On the ITV network he presented Reports Action and five series of the award-winning charity telethon Scramble. For the north-west region, Greaves commentated on many important outside broadcasts, including royal visits to the set of Coronation Street.
His reputation for unflappability was sorely tested in 1981 when an elephant with a questing trunk took an overzealous interest in Greaves's nether regions during a live outside broadcast from Chester Zoo. Denis Norden picked the clip for his out-takes programme It'll Be All Right On The Night and it was subsequently shown on television and on video in some 20 countries around the world, including the United States and Dubai.
Robert Morgan Greaves was born on November 28 1934 at Sale, just outside Manchester, the son of an inspector in an engineering factory and a dinner lady. After Sale Boys' Grammar School, Bob went straight into journalism, joining the Sale and Stretford Guardian and moving on to the Nottingham Evening News before taking a job as northern news editor on the Daily Mail in Manchester. Later, when he worked in television, he continued to cover football for several national newspapers, including the Mail On Sunday.
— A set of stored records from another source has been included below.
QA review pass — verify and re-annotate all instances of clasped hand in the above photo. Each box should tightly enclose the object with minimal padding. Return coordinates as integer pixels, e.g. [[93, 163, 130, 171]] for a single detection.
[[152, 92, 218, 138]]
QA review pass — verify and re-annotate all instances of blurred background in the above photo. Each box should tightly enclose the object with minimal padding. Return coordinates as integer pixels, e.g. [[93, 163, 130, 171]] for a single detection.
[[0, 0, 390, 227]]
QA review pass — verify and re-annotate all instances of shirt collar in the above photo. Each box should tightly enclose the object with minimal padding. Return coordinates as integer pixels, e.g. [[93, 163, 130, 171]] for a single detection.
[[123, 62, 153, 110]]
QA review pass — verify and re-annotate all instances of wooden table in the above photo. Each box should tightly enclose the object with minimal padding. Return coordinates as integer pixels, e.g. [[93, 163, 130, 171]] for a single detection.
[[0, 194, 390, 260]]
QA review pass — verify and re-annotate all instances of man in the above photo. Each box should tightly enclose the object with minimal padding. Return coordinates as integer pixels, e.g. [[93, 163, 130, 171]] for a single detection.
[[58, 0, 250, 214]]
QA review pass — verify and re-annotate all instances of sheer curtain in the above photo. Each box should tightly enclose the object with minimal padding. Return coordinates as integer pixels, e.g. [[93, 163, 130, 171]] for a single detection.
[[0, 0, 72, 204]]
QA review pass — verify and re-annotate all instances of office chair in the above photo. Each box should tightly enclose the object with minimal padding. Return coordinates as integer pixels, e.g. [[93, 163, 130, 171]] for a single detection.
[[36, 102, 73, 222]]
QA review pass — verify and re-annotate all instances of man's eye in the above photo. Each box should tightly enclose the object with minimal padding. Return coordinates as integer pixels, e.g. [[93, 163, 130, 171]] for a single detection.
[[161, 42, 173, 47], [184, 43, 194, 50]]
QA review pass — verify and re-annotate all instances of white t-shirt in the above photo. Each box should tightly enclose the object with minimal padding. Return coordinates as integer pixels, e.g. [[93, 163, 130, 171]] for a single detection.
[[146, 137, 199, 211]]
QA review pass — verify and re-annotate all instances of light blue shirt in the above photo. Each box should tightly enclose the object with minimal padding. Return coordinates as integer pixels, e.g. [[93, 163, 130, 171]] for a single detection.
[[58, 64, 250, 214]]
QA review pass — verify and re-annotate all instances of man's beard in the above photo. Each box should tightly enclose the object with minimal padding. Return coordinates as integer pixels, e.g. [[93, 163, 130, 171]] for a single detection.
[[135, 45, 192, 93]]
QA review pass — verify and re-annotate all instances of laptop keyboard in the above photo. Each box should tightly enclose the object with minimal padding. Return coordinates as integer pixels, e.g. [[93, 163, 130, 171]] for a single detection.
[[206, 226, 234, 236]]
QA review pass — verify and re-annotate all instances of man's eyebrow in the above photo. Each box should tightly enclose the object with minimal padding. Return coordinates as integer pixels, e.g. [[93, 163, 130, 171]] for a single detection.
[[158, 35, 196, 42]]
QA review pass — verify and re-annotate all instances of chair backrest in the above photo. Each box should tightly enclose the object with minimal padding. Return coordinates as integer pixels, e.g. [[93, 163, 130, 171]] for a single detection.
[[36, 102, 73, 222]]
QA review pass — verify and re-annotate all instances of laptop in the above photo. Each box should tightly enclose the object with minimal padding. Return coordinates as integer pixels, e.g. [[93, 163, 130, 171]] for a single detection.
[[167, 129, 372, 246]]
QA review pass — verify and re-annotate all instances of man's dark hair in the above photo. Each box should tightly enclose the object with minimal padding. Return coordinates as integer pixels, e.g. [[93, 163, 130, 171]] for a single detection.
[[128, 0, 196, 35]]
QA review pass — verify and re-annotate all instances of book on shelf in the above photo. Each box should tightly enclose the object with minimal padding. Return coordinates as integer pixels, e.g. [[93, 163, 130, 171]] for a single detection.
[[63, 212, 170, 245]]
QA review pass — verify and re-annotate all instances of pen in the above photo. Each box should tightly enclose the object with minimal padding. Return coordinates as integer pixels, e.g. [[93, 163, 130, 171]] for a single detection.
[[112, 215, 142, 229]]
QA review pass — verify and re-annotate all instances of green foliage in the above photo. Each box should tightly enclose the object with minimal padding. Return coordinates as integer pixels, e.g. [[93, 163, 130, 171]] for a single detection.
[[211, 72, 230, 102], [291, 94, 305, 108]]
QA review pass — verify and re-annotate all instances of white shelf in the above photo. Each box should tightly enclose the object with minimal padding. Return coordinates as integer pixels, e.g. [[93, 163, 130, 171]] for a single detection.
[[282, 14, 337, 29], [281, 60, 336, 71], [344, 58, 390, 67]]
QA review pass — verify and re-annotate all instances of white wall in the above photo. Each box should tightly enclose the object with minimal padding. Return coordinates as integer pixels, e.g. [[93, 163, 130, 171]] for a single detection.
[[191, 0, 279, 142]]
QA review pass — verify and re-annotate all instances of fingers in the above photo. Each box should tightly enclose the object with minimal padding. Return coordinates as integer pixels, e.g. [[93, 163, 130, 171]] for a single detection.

In 1963 he joined Granada as news editor, but Greaves soon diversified as a reporter and presenter, reading news bulletins and fronting programmes such as Put It In Writing and Police File from 1967. In the 1970s his relish for on-screen work was noted by Clive James, then the television critic of The Observer, who remarked that Greaves was "an ordinary looking man with the most extraordinary energy".
Greaves never let his local celebrity go to his head, and when a woman recognised him in the street and exclaimed to her companion: "Oooh look, it's whosit from wheresit off whatsit!" he considered it a neat summation of the ephemeral nature of fame. He retired in 1999 after 35 years' service.
Bob Greaves, who had been suffering from cancer, is survived by his fifth wife, Sonia Evans, and three of his previous wives, including his first, Maureen Scott, with whom he had two sons and a daughter. His fourth wife, Shirley Jolley, predeceased him.